Why: Purposes of Assessment
Levels of Assessment
Assessment can occur at numerous levels of the educational endeavor. At the most fundamental level, we seek to determine what individual students know and/or can do; this constitutes assessment at the learner level. Sometimes assessment at the learner level provides insufficient information to answer relevant questions about an educational outcome. Imagine, for instance, that learners in a clinical pharmacology course consistently master what they are taught, but are perennially unprepared to perform common dosage calculations in subsequent courses or clinical experiences. If this were the case, assessment would need to be conducted at the course level to determine why students who appeared to be learning the foundational knowledge were subsequently not competent in a key area. Assessment activities at the course level might explore questions such as whether the desired content is being taught at all, whether existing tests are adequately measuring the desired learning outcomes, and/or whether there are adequate opportunities for practice. Some important questions cannot be answered at the student or course level, however. Imagine, for instance, that veterinary students perform well in all of their courses, and that all of their courses prepare them adequately for subsequent courses, but that on graduation they are systematically deficient in a specific area. Such a scenario would reveal the need for assessment at the program level, answering questions such as whether or not knowledge and skills in the deficient area are taught or valued by the institution. One can conceive of important assessment questions at levels other than these three: for instance, it might be appropriate to conduct assessment at the department level, or much more broadly (for example, across a state, province, or country). However, most educational assessments in veterinary medicine can be characterized as being at the level of the learner, course, or program. In this chapter, we will provide concepts that can be applied at any of those levels, although the emphasis will mostly be at the learner level.

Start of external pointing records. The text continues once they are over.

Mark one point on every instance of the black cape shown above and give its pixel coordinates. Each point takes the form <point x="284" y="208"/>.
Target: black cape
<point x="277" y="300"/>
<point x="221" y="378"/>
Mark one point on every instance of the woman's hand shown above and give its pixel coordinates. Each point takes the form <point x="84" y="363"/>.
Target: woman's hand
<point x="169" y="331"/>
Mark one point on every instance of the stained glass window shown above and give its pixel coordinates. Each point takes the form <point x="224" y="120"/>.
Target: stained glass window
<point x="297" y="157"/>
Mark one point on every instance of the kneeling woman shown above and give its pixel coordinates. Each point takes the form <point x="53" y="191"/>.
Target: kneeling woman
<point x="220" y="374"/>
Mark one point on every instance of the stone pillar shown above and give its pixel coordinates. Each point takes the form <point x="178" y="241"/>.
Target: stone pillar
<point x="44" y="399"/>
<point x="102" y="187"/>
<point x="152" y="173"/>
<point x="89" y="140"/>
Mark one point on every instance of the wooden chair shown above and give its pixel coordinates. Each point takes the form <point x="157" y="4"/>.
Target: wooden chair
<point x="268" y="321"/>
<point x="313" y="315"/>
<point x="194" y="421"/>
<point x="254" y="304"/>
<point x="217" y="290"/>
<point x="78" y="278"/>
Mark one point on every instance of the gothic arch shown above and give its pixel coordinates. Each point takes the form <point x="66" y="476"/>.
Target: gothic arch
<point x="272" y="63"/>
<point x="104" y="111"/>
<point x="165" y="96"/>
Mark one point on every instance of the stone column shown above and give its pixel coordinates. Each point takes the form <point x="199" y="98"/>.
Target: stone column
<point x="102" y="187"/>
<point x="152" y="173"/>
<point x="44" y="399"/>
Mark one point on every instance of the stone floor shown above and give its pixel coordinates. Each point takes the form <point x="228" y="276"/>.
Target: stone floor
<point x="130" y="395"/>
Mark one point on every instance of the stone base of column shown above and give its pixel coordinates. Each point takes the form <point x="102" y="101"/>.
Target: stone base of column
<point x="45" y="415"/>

Formative versus Summative Assessment
Assessments at any of these levels can be formative or summative (Bloom, Hasting, and Madaus, 1971). Formative assessment is used principally for improvement. At the student level, a scored but ungraded test or other practice activity can provide students with the information they need to make improvements in knowledge or skills, and can help the instructor know what knowledge or skills to emphasize. At the course level, an instructor might ask students to respond to informal or unofficial course or faculty evaluations, or invite a colleague to observe and provide informal input. At the program level, a veterinary school department chair or dean might ask a group of colleagues to conduct a mock accreditation site visit. In all of these instances, the primary purpose of the assessment is to offer the entity being assessed a low- or no-risk opportunity to see how it is doing, and where improvements might be needed. Summative assessment, in contrast, is used to inform a decision regarding the future of the entity being assessed, and usually involves important stakes. At the student level, a graded examination is summative, because it results in a score or grade point average that might influence important decisions such as the student’s ability to move forward in the curriculum or be placed in a residency program. At the classroom level, faculty and course assessments are summative whenever they are used to make decisions such as whether or not the instructor will continue to be invited to teach, obtain tenure, or receive a raise. Official accreditation site visits and reviews of annual reports to the accrediting body are summative assessments at the program or institution level, because they influence whether or not the institution will enjoy the privileges of accreditation.
Sometimes the terms formative and summative are used as if they were inherent characteristics of assessment instruments or tools. However, the key attribute that distinguishes a formative assessment from a summative one is the purpose for which it is used. The exact same exam is a formative assessment if used as a practice exam, and a summative assessment if used as a final exam. The term feedback is occasionally substituted in casual conversation for formative assessment, because the primary purpose of feedback is to provide information to the entity being assessed. However, both formative and summative assessments can provide valuable feedback to learners, teachers, and programs.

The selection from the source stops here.